By Fr. Hedwig Lewis SJ –

Smiling is a powerful non-verbal language. A smile represents something bigger than itself. It symbolizes goodwill, affection and openness towards others. A smile can cut through all barriers. It knows no age, race, culture, gender, colour. Regardless of your social status, wherever you are your smile will always be understood. Wearing a genuine and confident smile can allow you to boost the spirit of those around you, making them feel good, happy and loved,

Smiling is an effective medium of projecting loving positive energy with rippling effect. When you are in the presence of someone with high energy and an expressive smile, you cannot help but smile with them: “Smile, and the world smiles with you.” In his book “SMILE…” (2011) Ron Gutman describes how smiling sets up a “feedback loop” You smile. You look and feel good. Others see you smile. They mimic and smile. They look and feel good. Smiling is contagious.

Smiling instantly makes people seem more approachable, accessible. It establishes a rapport and initiates trust. It communicates your positive mindset – that you are not a threat, that you are available for help, that you are open to feedback. It is a way of communicating to others that that they are valued and worth the smile that you just gave them. In turn, it enhances other people’s perception of you; they see you as attractive, reliable, relaxed and sincere, and even treat you differently.

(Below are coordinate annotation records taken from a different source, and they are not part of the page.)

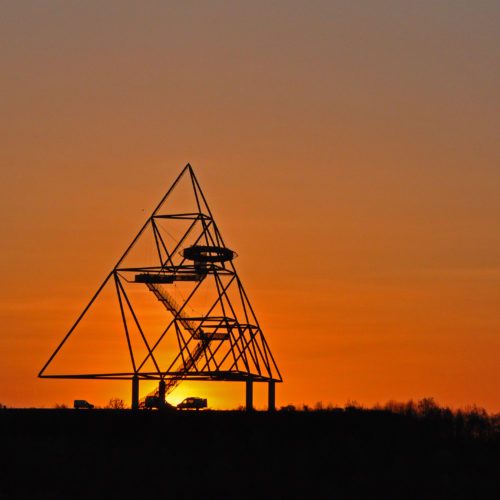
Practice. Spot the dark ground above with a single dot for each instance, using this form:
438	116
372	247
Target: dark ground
338	454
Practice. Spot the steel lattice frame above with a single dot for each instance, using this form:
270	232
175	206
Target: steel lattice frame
227	346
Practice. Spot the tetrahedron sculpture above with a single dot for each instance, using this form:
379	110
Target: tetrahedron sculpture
176	305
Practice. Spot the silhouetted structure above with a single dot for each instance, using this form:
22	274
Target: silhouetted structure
219	341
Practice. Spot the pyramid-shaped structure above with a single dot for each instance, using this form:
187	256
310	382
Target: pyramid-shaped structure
173	308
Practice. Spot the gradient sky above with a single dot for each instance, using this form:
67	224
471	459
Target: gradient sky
350	154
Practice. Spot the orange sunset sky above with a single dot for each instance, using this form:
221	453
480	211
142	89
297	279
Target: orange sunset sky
348	150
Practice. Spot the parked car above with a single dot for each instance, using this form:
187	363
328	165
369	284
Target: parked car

Smiling enables us to “stay connected” in a personal way. It is standard advice to company executives and employees to “Smile and Dial” – and to maintain a smile while speaking on the phone. Smiling makes us sound happy, warm, and friendly, which makes us feel calm and confident. Smiling may not always solve problems but often our attitude can triumph over many complications that crop up during interactions and negotiations,

Psychologists have written countless articles about the benefits of smiling. Smiling makes us feel good which also increases our flexibility during attention to a task and our ability to think more holistically. Neuroscientists have listed several health benefits attached to smiling: it boosts the immune system, increases positive energy, reduces stress, and lowers blood pressure.

Of course, all this has to do with genuine/natural smile, not fake/plastic smiles. Paul Ekman described eighteen types of smiles in his 1985 book, “Telling Lies”. People smile when they are frightened, are flirting, horrified, mortified, or embarrassed. People also smile when they are lying. Scientific and psychological researches have provided us tools to distinguish between genuine and fake smiles.

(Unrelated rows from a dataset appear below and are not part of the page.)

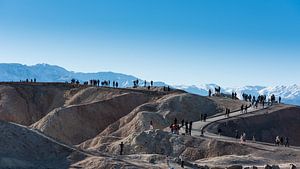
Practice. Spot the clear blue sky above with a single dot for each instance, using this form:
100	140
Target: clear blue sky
231	43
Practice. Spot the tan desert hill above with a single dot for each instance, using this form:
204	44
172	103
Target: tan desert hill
23	148
162	113
27	103
77	123
100	118
279	120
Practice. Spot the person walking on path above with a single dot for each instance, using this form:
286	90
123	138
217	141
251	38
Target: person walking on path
286	142
190	128
121	148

A genuine smile happens when your happy or positive feelings are received and recognized by your brain/ It instantly activates two muscle groups on your face: your cheeks, which pull your facial muscles back and curl your lips upwards, and your eye sockets, which squint the corners of your eyes and create those little smile wrinkles. This gesture, also known as “deep acting”, is difficult to force.

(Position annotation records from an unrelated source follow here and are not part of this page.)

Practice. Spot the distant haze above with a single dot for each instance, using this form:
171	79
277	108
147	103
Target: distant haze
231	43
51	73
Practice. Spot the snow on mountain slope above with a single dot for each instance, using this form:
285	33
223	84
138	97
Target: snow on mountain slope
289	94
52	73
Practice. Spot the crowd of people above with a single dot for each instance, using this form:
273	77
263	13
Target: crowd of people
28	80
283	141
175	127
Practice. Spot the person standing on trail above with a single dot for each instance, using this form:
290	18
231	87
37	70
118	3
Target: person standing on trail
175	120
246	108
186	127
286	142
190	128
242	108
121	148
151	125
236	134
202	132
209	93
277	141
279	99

In a fake or a forced smile, like when you “say cheese” while posing for a photograph or merely being polite, only the mouth muscles shape the smile and the bottom teeth may be exposed. The cheek and eye socket muscles are not involved. Fake smiles are not as broad or last as long as genuine smiles. A fake smile is not necessarily bad or unbecoming. It could be a “social smile” or “surface acting”, where one is being polite and friendly. However, researchers warn that smiling to hide negative emotions will backfire because the negativity will rot your outlook from the inside, even though you look happier on the outside. When the face does not aid in expressing the emotion, the emotion seeks other channels to express itself through.

God has created us to stay happy. “God loves a cheerful giver” (2 Corinthians 9.7). There is something sacred about a smile. It makes us human. It makes us real. It make us feel happy to be alive, to face the ups and down of our journey. A smile has the power to break down walls and thaw the iciest of hearts. Ii offers us the opportunity to see others as persons rather than objects. It is a gift of goodwill and hope to people aching under heavy burdens. It invites trust, communicates availability, accessibility, and touches souls.

“A glad heart makes a cheerful face” (Proverbs 15.13). If you develop the habit of smiling often, you will feel a lot better, be more optimistic and gain the cooperation of others.

Incidentally, October 6 was Happy “World Smile Day” – Did you smile?